Remember, in 2010 when Wilmer International came to Cross River state, we were told the company will produce 20,000 jobs only comparable to the size of our civil service then. 6 years later we are still waiting for the 20,000 jobs.

Having stated the obvious, what then is the way forward for job creation in Cross River State?

Let me start by saying job creation is not synonymous with an expanded government. While an expanded government would win the praise of the public on the short term, and generate political capital, it is a bad policy in the long term and is capable of crippling the administration if internally generated revenue is not improved amidst dwindling federal allocation to the state.

Cross River State has great potentials, at least let us start getting it right, or maybe, we lack the technical capacity to match our development ambitions from rhetoric’s to practical solutions.

Based on the above, I hereby present some policy recommendations to government on the way forward.

1. Improve technology skill acquisition as an intelligent way to reduce poverty and ignorance by investing in the educational sector.

2. Invest on improving the productive forces of our state.

3. Provide micro credit to youth cooperatives to enable them engage in small scale Agricultural export businesses like Bene seeds, cassava chips, yam, melon, kennel shells, through the AGOA platform which is a multi billion worldwide industry. This will stimulate the local economy.
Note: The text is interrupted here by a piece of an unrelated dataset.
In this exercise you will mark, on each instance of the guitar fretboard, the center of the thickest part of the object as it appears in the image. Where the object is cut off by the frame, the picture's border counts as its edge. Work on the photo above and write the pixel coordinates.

Create entrepreneurs rather than employment hires.

4. As I have opined earlier in an article published in the Guardian, April 22nd 2015, I pointed out that issues associated with export laboratories for product compliance and standardization have hindered the smooth operations of small scale agricultural export promotion in Nigeria, and as such, for almost a decade now, most Agricultural products are routed through Accra Ghana since they have better laboratories.

5. Cross River state government should consider partnering with the Federal Ministry of Agriculture and Federal Ministry of Trade and Commerce to build an operational and functional export laboratory in Calabar to promote cash crop packaging and export to promote the AGOA initiative.

This is how we can jump start a productive food and agriculture economy with Cross River State as base export route and inspection route for our South -South Nigeria regional economy.

A functional job creation initiative has to be policy driven and effectively managed to be sustainable.